Design scheme of a passive isotropic multi-strut vibration isolation platform constructed by three-parameter isolators based on the optimum damping frequency concept

Abstract

A design procedure based on the optimum damping frequency of the three-parameter isolator is proposed to construct a passive isotropic multi-strut vibration isolation platform (VIP) with three-parameter isolators. Two steps are necessary to implement the proposed design scheme. The first step is determination of the optimal damping frequency of the three-parameter isolator; the second step is designing the isofrequency VIP with natural frequencies tuned as the optimal damping frequency in three orthogonal directions. Three methods are summarized to identify the optimal damping frequency theoretically or experimentally.
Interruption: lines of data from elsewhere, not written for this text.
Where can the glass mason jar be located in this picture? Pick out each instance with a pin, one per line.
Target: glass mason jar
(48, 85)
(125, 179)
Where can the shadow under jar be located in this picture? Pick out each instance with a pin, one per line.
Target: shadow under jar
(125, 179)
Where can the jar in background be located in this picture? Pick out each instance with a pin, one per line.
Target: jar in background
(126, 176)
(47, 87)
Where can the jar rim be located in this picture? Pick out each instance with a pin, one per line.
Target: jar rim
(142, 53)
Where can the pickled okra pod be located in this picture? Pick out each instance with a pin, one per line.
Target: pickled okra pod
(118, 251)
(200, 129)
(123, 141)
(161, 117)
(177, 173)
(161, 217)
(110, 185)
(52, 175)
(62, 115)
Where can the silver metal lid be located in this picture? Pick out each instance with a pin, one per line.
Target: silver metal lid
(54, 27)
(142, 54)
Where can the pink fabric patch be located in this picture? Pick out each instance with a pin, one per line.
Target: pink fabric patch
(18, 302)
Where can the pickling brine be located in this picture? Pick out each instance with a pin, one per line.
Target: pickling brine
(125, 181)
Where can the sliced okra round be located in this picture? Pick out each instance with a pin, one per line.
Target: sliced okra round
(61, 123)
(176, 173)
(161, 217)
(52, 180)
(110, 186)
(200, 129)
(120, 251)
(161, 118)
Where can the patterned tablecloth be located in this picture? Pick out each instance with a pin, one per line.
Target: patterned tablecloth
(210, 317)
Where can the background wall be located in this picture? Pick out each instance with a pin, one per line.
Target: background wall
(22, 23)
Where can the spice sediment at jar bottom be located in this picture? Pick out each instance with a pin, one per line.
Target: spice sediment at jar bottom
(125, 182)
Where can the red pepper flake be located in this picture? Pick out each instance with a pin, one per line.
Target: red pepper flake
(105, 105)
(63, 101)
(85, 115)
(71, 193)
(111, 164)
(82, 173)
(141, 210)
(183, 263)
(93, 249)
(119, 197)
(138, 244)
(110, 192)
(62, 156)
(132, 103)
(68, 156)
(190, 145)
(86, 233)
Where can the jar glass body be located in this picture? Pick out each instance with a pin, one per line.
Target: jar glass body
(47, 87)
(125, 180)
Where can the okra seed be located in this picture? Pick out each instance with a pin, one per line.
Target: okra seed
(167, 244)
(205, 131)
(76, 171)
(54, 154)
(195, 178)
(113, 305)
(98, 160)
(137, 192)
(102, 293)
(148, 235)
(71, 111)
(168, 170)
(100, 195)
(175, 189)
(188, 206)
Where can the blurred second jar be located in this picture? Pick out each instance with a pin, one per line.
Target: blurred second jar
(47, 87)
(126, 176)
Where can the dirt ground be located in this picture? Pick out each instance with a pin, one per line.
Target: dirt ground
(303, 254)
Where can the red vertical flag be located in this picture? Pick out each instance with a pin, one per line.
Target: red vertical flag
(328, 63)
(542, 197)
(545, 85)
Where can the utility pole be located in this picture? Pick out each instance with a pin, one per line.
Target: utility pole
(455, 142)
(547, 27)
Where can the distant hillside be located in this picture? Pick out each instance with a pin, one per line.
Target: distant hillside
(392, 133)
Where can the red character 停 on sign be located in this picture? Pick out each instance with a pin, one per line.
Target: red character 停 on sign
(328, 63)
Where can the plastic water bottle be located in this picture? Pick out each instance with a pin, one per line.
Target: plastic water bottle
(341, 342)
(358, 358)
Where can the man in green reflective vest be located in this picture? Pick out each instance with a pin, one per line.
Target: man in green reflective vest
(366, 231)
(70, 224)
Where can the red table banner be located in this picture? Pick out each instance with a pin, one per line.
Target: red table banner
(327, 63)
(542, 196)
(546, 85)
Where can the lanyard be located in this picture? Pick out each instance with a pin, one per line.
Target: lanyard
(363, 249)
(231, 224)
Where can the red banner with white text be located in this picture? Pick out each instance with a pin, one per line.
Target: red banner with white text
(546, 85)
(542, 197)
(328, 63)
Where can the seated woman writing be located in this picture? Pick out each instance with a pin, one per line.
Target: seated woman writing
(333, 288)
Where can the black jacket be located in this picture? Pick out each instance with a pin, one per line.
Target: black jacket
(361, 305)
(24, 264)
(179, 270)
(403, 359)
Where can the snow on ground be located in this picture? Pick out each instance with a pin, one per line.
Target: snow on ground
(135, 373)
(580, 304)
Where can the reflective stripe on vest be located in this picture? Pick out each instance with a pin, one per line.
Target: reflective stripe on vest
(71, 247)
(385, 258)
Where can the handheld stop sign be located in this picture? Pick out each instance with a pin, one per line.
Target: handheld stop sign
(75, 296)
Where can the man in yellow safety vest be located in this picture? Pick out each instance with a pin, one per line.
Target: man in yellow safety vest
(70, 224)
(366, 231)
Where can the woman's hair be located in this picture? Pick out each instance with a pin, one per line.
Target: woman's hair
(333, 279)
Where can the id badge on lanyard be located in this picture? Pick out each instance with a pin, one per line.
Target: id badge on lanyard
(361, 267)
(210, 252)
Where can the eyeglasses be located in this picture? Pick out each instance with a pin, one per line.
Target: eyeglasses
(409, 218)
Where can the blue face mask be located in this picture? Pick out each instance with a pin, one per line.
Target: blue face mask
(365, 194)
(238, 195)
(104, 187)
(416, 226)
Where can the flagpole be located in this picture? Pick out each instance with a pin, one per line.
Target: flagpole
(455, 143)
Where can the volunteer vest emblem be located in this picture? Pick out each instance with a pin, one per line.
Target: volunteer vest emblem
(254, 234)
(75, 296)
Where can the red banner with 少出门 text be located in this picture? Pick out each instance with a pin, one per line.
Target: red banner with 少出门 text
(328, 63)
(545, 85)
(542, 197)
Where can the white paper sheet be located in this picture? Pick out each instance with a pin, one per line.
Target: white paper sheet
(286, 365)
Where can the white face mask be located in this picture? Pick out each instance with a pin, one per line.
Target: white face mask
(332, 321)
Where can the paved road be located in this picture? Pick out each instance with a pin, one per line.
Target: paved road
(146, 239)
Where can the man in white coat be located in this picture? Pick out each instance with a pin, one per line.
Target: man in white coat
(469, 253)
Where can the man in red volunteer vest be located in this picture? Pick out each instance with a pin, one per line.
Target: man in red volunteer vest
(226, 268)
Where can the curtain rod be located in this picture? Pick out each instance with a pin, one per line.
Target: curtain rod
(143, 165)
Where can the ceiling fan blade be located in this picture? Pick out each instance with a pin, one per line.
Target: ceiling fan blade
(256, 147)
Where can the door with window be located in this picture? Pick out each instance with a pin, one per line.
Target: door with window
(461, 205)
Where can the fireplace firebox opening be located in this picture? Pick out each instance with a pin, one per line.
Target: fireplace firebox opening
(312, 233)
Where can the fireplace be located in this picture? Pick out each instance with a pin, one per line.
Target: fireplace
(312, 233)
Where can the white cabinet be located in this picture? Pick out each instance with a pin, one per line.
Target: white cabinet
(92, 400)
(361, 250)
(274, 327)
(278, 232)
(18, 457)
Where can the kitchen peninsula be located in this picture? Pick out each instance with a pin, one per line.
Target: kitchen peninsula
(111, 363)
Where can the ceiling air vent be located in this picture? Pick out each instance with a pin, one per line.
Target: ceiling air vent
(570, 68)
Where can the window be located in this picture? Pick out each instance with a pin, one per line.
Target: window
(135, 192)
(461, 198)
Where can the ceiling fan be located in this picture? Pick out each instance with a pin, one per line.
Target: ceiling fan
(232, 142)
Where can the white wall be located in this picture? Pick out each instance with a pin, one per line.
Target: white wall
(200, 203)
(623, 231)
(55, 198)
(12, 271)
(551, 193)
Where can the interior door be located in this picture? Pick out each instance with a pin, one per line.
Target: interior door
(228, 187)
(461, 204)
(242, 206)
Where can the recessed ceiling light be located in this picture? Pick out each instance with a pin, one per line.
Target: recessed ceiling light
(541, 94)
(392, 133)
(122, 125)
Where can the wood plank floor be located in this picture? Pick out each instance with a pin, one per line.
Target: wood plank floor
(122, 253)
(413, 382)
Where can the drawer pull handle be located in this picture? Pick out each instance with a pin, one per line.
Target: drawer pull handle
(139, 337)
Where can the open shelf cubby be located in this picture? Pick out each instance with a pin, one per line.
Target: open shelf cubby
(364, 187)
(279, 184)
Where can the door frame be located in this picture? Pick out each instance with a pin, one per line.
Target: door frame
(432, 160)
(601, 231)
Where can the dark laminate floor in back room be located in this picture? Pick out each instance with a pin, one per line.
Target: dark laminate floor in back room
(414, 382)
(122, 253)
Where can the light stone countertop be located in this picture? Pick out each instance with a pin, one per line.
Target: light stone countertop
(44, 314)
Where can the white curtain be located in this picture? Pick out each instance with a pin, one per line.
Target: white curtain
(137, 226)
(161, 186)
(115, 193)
A frequency response function (FRF)-based substructuring method is proposed to predict natural frequencies of the VIP in an isolation system, which accounts for the coupling between different directions and structural flexibilities. Analytical expressions of configurations to implement isofrequency VIP are derived from FRF-based substructuring method for special cases. The three-parameter isolator by employing bellows is manufactured and a hexapod VIP is built. The proposed design scheme is verified by identifying the optimal damping frequency and comparing acceleration transmissibility under vertical and horizontal base displacement excitation for varying loaded mass. The study can shed some light on the design of a passive multi-strut VIP with three-parameter isolators.